Another interesting idea is for more complex components, you can override the __index metamethod to get behavior based upon indexes.
A really useful class that came out of this was a ValueObject which works like an ObjectValue, but for any Lua object. Check out the source.
You can use classes like this for really interesting results:
...
function ActionManager.new()
local self = setmetatable(BasicPane.new(), ActionManager)
self.ActiveAction = ValueObject.new()
self.Actions = {}
self.ActionAdded = Signal.new() -- :fire(Action)
self.Maid:GiveTask(ContextActionService.LocalToolEquipped:connect(function(Tool)
self:StopCurrentAction()
end))
self.Maid:GiveTask(self.ActiveAction.Changed:connect(function(Value, OldValue)
if OldValue then
OldValue:Deactivate()
end
end))
return self
end
function ActionManager:StopCurrentAction()

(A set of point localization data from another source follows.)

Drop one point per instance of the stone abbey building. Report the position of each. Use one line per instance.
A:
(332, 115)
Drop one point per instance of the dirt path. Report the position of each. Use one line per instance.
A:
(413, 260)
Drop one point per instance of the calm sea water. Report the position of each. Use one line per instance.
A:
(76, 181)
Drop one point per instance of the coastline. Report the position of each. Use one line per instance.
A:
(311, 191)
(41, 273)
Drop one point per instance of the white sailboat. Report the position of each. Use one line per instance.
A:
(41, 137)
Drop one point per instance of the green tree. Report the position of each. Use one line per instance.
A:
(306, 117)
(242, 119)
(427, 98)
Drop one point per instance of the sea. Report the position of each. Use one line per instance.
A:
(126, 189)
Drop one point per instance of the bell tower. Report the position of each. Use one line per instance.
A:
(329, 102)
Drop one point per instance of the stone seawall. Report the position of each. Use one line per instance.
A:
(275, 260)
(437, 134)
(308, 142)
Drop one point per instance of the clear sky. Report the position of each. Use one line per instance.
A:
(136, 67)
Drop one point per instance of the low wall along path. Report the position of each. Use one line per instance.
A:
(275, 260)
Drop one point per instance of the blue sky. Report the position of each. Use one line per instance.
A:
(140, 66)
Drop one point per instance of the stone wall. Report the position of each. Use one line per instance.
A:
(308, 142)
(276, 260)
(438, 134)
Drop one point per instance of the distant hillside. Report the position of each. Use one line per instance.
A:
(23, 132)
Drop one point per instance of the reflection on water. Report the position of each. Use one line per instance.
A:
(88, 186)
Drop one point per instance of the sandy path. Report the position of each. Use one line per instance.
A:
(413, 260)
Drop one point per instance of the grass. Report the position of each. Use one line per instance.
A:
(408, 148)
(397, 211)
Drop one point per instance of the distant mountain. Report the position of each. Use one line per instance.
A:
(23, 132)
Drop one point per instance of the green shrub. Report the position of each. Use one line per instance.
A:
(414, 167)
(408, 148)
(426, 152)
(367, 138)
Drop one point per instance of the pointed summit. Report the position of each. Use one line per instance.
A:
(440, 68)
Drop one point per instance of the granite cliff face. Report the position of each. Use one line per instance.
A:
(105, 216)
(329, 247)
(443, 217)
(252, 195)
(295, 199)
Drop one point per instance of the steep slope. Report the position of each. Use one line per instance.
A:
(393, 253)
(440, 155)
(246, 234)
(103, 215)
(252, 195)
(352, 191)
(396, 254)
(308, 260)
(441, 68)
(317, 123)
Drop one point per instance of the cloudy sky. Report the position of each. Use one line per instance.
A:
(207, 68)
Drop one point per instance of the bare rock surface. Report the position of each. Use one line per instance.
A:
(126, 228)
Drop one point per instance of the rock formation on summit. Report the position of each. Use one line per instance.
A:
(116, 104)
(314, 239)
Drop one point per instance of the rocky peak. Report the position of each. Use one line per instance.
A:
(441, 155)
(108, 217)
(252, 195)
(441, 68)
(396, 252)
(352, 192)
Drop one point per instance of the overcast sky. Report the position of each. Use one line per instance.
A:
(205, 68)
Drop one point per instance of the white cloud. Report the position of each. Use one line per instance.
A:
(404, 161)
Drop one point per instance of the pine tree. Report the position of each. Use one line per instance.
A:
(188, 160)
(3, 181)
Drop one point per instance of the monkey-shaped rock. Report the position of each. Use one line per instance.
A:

self.ActiveAction.Value = nil -- Fires the changed event!
end
...
This is incredibly useful as state is maintained in a single object – and it’s easy to see how these events connect. Being able to fire/mutate state based upon an internal state is really useful and makes for cleaner code.
The cost is that it’s a bit harder to follow for people not used to events (the observer pattern).
Whoops, didn’t mean to delete that. I basically mentioned how it’s interesting that metatable pseudo-classes actually save a lot of memory (relatively), since it allows any number of instances to share the exact same methods.
Example:
local Person = {}
Person.__index = Person
function Person.new(firstName, lastName)
local self = setmetatable({
FirstName = firstName;
LastName = lastName;
}, Person)
return self
end
function Person:GetFullName()
return self.FirstName + " " + self.LastName
end
-- Create 10,000 people:
local people = {}
for i = 1,10000 do
table.insert( Person.new("Bob", "Smith" + i) )
end
While there are 10,000 instances of Person, there is still only 1 method GetFullName in memory, not 10,000. The metatable will just point to the same GetFullName, passing self to give it instance intent. So, while I could have easily computed the full name and saved it as a property, I saved memory by only computing it from a method and not storing it.
I’m not sure how languages with actual classes do this, but I can only imagine that they do such optimizations.